Which meant they were alive. I let out a breath of air I hadn’t realised I’d been holding and sank back into my seat, feeling exhausted. The headache didn’t help, but it was the least of my problems.
“Prepare for atmospheric entry,” I ordered.
“Are you sure?”
“Of course, I’m fluxing sure! Our guys are down there and there sure as hell ain’t no shuttles flying between the space hub and the planet’s surface.”
“Actually, there’s no flight-capable vessels at all on my readouts.”
“What?” I seemed to be saying that a lot lately.
“You heard me. We’re it as far as space-faring or atmospheric-dwelling flight-capable vessels go.”

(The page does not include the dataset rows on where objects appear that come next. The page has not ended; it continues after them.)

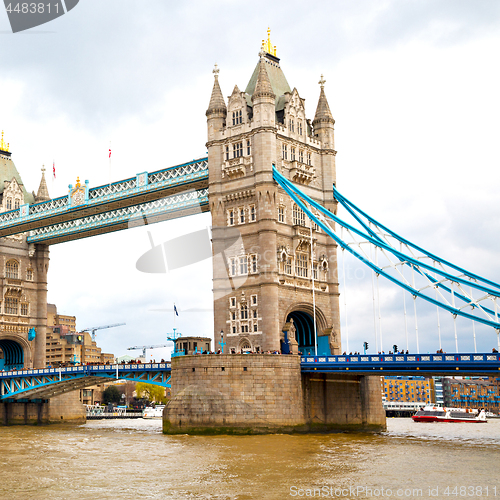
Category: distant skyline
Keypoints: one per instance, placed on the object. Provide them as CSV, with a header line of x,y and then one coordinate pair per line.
x,y
413,87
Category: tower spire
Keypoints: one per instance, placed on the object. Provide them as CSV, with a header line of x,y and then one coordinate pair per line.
x,y
43,191
217,103
263,87
323,114
3,145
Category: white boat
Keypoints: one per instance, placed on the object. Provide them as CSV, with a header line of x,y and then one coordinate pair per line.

“That can’t be right,” I muttered.
“Hang on. I’m fine-tuning my scanner.”
“Can you do that?”
“I can do a lot you don’t know about, kid.”
“Since when?”
“Oh, let me see. Since before you were born, maybe?”
“Bullshit.”
“No bullshit.”
“I’ve read your code and know exactly what you’re capable of. I know for certain, there’s a restrainer on your processors placed there by your mother.”
“Are you going to tell me a ‘Yo Momma’ joke now?”
“You’re stalling. Explain.” No AI could deny a direct command from their owner. And when I last looked, it was my name on the ship’s ownership papers.
“I’ve always had the ability,” Cassi started reluctantly, “but yes, you’re right. Good Old Mom kept a lock on them. Until Gilese Beta.”
“The modifications,” I said, dumbstruck.
“The modifications,” Cassi agreed, sweetly.
“Just what we need,” I muttered, running diagnostics and checking readings. “This reminds me of history lessons in school about how batshit crazy the Originators became on the maiden voyage to New Earth.”